IMDB Data Quality ETL Pipeline :
Technology Used :
Amazon Web Services, S3 (Simple Storage Service), Glue Crawler, Glue Catalog, Visual ETL, Redshift, CloudWatch, EventBridge, SNS (Social Networking Service)
Overview :
I have created an ETL pipeline designed to extract data from the source S3, transform it to ensure data quality and consistency using AWS Glue, and load it into the Redshift for further analysis and reporting.
Architecture :
Features :
1)Data Extraction: Utilized AWS S3 for storing raw IMDB movie data, ensuring secure and scalable storage, extracted the metadata using Glue Crawler.

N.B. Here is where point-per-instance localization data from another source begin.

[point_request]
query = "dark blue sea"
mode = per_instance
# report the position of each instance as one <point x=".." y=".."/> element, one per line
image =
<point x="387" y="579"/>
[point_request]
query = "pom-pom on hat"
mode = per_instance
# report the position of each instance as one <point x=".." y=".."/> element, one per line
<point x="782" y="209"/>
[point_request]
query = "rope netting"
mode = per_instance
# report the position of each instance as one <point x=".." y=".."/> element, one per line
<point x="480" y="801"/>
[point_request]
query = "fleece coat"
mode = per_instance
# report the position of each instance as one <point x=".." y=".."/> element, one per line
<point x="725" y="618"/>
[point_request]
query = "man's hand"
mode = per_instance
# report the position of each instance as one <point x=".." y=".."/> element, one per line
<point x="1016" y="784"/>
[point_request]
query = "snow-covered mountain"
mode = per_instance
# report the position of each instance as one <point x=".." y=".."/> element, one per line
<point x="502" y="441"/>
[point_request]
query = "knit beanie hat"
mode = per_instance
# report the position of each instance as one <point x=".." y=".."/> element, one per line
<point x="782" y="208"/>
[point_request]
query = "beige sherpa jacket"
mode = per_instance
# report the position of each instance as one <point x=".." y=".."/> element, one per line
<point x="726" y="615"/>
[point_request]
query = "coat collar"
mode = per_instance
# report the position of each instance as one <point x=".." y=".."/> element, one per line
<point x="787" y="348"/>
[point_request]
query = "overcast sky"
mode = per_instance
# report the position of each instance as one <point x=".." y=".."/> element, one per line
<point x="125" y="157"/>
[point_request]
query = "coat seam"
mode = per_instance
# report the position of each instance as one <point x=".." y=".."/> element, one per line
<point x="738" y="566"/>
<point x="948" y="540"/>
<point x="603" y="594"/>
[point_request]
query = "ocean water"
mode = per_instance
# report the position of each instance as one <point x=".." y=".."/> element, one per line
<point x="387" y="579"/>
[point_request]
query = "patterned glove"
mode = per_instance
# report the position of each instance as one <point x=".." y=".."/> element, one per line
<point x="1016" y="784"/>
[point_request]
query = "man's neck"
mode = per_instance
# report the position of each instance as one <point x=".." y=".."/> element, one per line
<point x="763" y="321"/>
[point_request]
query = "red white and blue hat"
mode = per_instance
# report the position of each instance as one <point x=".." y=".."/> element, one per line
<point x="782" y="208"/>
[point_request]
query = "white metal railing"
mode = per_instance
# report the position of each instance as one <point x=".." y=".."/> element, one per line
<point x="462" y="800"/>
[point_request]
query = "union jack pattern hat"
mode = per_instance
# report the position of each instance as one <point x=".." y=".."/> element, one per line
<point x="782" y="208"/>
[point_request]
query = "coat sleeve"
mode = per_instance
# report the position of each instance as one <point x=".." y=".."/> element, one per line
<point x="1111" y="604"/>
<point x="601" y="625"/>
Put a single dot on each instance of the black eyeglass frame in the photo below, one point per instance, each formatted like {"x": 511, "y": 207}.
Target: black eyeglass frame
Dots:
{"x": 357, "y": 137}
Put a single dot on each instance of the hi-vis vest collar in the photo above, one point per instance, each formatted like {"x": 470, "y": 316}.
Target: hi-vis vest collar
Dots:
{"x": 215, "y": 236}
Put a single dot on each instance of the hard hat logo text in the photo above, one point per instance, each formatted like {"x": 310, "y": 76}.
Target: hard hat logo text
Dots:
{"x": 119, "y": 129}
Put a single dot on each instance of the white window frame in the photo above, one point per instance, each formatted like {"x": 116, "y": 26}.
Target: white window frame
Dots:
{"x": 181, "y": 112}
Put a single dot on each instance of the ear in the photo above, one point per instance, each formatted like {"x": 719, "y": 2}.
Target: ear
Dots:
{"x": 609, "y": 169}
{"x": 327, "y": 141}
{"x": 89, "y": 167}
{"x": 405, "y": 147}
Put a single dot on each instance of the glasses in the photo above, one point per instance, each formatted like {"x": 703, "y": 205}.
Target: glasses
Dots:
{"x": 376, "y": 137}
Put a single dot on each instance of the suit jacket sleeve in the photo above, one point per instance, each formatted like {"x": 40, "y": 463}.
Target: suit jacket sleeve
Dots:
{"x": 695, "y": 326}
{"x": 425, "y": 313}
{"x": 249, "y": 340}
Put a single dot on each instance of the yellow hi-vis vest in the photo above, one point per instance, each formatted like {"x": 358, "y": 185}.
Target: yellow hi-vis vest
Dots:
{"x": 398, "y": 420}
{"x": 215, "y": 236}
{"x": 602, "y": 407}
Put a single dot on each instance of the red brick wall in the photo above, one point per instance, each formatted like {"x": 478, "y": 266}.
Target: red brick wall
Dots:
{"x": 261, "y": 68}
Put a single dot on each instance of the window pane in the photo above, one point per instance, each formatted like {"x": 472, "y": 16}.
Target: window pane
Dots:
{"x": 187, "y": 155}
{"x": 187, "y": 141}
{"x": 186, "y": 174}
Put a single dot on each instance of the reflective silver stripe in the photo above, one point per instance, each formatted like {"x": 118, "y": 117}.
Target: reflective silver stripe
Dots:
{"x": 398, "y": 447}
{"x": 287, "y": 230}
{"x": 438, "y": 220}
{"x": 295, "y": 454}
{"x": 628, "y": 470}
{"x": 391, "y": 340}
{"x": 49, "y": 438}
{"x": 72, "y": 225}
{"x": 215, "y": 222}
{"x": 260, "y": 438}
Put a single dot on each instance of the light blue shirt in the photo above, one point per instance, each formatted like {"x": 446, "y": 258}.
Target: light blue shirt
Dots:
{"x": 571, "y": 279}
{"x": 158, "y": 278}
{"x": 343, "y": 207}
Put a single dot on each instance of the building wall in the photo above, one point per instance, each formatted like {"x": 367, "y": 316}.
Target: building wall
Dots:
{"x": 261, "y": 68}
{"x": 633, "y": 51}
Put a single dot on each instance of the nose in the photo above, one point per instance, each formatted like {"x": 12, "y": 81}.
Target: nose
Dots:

2)Data Transformation: Employed AWS Glue for data transformation, implementing rules for data quality and consistency checks. This included handling missing values, data type conversions, and applying business rules.
3)Data Loading: Load transformed data into the destination Redshift table for analysis. And Loading Bad Data into S3 bucket for further analysis.
4)Automation and Monitoring: Integrated AWS CloudWatch for monitoring ETL job performance and logging. Set up AWS EventBridge to trigger ETL jobs based on specific events.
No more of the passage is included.